Understand that I have an avid biker and walker. I live car-free for a good part of the year and have served as a Trustee on a trails organization and advoacted safer pedestrian access everywhere I travel. But as was evident with the City of Portland Maine's transportation Committee and planning department staff this week, sometimes we forget our prioritiies. I am cutting and pasting a commnet I shared with a national organization about a blog on the current Federal Transportation Bill http://dc.streetsblog.org/2011/11/29/whats-lost-when-transportation-enhancements-becomes-%E2%80%9Ccmaq-aa%E2%80%9D/#more-118837. But this relates diecctly to portland consdering a cnversion of our rail corrdors to trails. As Follows:

Well at the known level of risk I take in raising the ire of so many I must lend my 2 cents worth.

Active transportation funding is a problem. Active transportation is a key word that we watch for when we find the Nationally-based, Federal highway-funded RAILS TO TRAILS CONSERVANCY making plans to discontinue more railway corridors for use as recreational trails. Please, before you launch the familiar attacks, spend some time on the history of this group. They may have changed their name to rails with trails, but the intent and outcomes are the same - loss of valuable railway corridors.

TRT was organized around the same legislative era when the railroads were being shut down as American transportation was completing its transformation to the single-occupancy automobile and nearing the end of a era of the most successful transportation system in the world. I won't spend a lot of time here, but from 1946 to 1976 the auto/roads pavement succeeded. Passenger rail transportation was considered a waste of money and an interference for the freight rail operators who were also losing market share to the subsidized road system. Fear of losing railway corridors to abutters led the Federal government to pass legislation to protect the corridors. Enter the RTT group, funded through highway fuel taxes stepping into the picture under the assumption that they would provide "Interim use of the rails" as recreation trails until such time as rail could re-emerge.

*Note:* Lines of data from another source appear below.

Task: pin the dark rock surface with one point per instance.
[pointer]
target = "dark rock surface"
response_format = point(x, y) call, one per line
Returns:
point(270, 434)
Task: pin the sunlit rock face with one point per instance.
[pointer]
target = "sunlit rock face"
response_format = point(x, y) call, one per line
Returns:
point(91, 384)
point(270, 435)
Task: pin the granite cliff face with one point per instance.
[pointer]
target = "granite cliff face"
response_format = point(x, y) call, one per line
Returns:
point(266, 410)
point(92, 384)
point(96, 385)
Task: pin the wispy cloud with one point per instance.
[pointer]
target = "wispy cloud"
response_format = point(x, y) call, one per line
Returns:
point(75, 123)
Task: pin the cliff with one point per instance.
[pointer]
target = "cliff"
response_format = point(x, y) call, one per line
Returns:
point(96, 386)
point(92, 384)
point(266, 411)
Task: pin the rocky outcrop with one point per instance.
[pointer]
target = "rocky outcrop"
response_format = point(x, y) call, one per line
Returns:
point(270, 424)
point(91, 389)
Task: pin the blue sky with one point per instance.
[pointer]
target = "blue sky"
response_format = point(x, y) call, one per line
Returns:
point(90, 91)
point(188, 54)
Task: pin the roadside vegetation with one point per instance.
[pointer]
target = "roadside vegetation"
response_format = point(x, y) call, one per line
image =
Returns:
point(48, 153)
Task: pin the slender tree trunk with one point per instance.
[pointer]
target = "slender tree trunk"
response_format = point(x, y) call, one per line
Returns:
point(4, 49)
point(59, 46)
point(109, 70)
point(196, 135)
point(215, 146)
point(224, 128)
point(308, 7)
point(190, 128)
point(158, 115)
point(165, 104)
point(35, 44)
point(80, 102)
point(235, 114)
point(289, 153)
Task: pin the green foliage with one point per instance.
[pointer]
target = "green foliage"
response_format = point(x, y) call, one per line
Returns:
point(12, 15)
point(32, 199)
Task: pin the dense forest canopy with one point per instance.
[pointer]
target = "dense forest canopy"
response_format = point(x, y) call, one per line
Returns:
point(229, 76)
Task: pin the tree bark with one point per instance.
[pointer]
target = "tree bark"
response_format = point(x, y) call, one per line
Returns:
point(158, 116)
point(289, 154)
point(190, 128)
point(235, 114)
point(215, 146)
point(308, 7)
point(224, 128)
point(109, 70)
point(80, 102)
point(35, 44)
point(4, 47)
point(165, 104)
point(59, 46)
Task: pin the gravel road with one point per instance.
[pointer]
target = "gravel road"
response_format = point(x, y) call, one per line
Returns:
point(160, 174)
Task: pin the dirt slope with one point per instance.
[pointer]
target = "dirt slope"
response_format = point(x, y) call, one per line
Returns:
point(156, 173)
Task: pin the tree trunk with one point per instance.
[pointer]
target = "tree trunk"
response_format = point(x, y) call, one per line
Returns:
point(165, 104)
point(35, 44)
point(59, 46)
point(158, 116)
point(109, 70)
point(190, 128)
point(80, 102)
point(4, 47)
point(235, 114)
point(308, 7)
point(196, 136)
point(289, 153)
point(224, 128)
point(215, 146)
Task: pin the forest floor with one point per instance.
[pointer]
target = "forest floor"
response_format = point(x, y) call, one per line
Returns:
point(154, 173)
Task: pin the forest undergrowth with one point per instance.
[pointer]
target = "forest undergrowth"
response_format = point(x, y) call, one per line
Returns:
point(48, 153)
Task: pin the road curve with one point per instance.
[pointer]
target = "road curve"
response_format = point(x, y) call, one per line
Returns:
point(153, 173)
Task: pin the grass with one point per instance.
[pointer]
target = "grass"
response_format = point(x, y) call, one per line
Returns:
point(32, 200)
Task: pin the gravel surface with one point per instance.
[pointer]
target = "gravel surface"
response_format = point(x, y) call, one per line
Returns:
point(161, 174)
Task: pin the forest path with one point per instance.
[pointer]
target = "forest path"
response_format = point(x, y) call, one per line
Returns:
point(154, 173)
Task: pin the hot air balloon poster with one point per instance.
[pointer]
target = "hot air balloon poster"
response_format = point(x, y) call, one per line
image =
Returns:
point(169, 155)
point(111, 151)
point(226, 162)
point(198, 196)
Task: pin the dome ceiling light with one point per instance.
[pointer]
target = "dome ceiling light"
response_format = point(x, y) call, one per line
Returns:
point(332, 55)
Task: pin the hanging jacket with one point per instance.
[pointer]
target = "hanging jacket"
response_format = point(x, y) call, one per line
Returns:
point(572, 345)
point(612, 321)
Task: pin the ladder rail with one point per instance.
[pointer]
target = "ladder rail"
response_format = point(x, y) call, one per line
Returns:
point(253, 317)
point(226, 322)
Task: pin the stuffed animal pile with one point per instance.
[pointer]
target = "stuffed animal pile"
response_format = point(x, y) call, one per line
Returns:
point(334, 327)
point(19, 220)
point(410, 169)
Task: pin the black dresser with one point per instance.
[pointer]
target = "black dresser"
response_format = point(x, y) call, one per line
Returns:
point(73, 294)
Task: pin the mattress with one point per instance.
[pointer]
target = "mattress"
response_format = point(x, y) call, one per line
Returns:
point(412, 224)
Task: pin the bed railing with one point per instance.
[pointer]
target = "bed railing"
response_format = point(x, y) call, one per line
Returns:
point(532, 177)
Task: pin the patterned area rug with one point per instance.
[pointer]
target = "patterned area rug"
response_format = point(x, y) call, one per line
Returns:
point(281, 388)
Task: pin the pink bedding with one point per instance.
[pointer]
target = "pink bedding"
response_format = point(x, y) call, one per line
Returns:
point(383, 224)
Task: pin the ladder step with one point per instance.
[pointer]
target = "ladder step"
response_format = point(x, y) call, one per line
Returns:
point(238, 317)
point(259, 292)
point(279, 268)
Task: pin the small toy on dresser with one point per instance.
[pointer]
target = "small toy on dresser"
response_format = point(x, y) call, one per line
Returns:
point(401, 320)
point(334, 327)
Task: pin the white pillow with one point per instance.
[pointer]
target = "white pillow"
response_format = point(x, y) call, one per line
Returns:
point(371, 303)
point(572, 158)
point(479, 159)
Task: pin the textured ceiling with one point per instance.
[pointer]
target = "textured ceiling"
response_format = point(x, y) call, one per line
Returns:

Their track record, if you will, has been very successful. Thousands of miles of rail corridors have been converted to trails and less than 1% has been converted back. Once they are in, their is no way to get them out. One might suggest that the corridors should be shared. The greatest engineering feat of the 19th and 20th century designed around a transportation system that was moving thousands of people IN BOTH DIRECTIONS at over 100 miles per hour (yes 100 years ago passenger rail was traveling that fast and faster). Note "both directions". Now transportation planners believe that the corridor is wide enough for joggers and bikes and pushing baby carriages alongside 100 mile an hour trains. But not only is that unrealistic, but in order for commuter rail to work, as rail was originally designed, trains must operate in both directions - there is no room for non-motorized uses. (oh yes, but when you Google design for Rails WITH Trails all the links point to successful systems - all in manuals written by the RTTC and funded with highway dollars) It just ain't so.

The "argument" these days is about our health. But the real debate should be the economic impact. We must consider transportation and the economic malaise we are in in the same policy breath. Roads and cars have not only destroyed the economy, but they are the cause of our poor health and environment. A rail will not only bring great economic opportunity to raise us from this depressed economy, but our environment will improve. Besides, there are plenty of places to jog and bike that are not in railroad corridors!

Before we make policy and finding decisions on such things as trails, or funding organizations that convert railway corridors to recreational trails we need an EIA. Not just an Environmental Impact Analysis (which is one of the costliest burdens of rail investments) but an ECONOMIC IMPACT ANALYSIS. if one were to analyze the return of taxpayer investment on a trail verses railway, the economic impact is significant - and not at all in the favor of trails. The idea that recreational trials brings tourism and economic impact to towns along the route is BS. In maine, where the rail/trail is paved at a cost of $Two Million Dollars a mile, the towns along the way are left with the responsibility of on-going maintenance, and in the winter no users except for lazy, trail and rail destroying oil using snowmobiles who can be elsewhere ( I wasn't showing any prejudice there was I?).

I have to go to work, of which there is not much of these days.

Think hard about "Active Transportation". Is it just one more way for the anti-rail contingent to kill the best solution to our oil crisis? or is it good for our health as we lose our homes?